Еще ранее при разговоре с Петром Федоровичем, тот научил Евреинова тайному знаку – подмигнуть. Это могло означать как «подыграй мне», так и многое другое, но только тайный знак на то и тайный, чтобы сообщить нечто, не предназначающее для посторонних глаз и ушей. И Петр Федорович говорил, что только очень близкие люди, в числе которых он назвал и Екатерину Алексеевну, знают о знаке.

– Да, Тимофей Григорьевич, пойдемте, – Екатерина была слишком сообразительна, чтобы отреагировать на тайный знак быстро и правильно.

Может Румянцев и проявил бы настойчивость и не отпустил Великую княгиню с Евреиновым, но на авансцену вошло еще одно действующее лицо.

– Арестуйте меня! Это моя вина в том, что произошло, – сказал Христофор Антонович Миних.

– Черных, арестуйте! – приказал полковник Румянцев, решивший за лучшее арестовать, а уже после дознаваться за что.

Миних сейчас проживал во флигеле дворца и слышал выстрелы вдали, но когда он поспешил на звуки, уже было поздно, и егеря спешили во дворец. Туда же направился и опальный фельдмаршал, но пришлось делать крюк, чтобы не попасться бегущему авангарду Воронежского полка и проникнуть во дворец первым. Однако, преимущество быть конным не помогло, быстро бегали егеря. И, когда Миних приблизился ко дворцу, там уже стояло оцепление. Гордо, независимо и властно, фельдмаршал спешился и направился к покоям Екатерины Алексеевны. Никто не посмел остановить русского немца в мундире генерал-майора и он спокойно добрался до жены наследника. Чтобы что?

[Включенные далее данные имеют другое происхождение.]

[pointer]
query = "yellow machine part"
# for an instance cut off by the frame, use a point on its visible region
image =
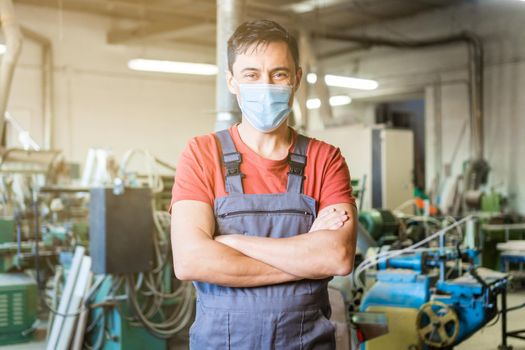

А для того, чтобы повиниться. Дело в том, что еще вчера утром к Христофору Антоновичу прибыл его знакомый человек, дальше больше, ранее бывший соратником, сейчас же пребывающий порученцем у Манштейна – его, Миниха адъютанта. Дружеская беседа за бутылочкой вина, потом еще за второй и третьей бутылкой рейнского. После передача Бурхарду Кристофу аж пятнадцати тысяч талеров, якобы от Манштейна, который не может жить спокойно, когда знает, что его бывший командир нищенствует. Такие жесты были не похожи на бывшего адъютанта, но Миних не насторожился, он вообще отвык от интриг и лжи.

И только сегодня Хритофор Антонович понял, что это он рассказал, что Петр Федорович собирается ехать в Петрозаводск и после посещения егерей, где думал взять еще роту сопровождения. Так думал Миних, но наследник не думал о роте усиления. Если бы заговорщики узнали, что Петр Федорович будет без сильной охраны, то лучше бы напали по дороге в Петрозаводск. Однако, они резко меняли планы и в этом был «виноват» Миних, проболтавшийся своему бывшему соратнику о наследнике, которым начинал восторгаться, особенно во хмели.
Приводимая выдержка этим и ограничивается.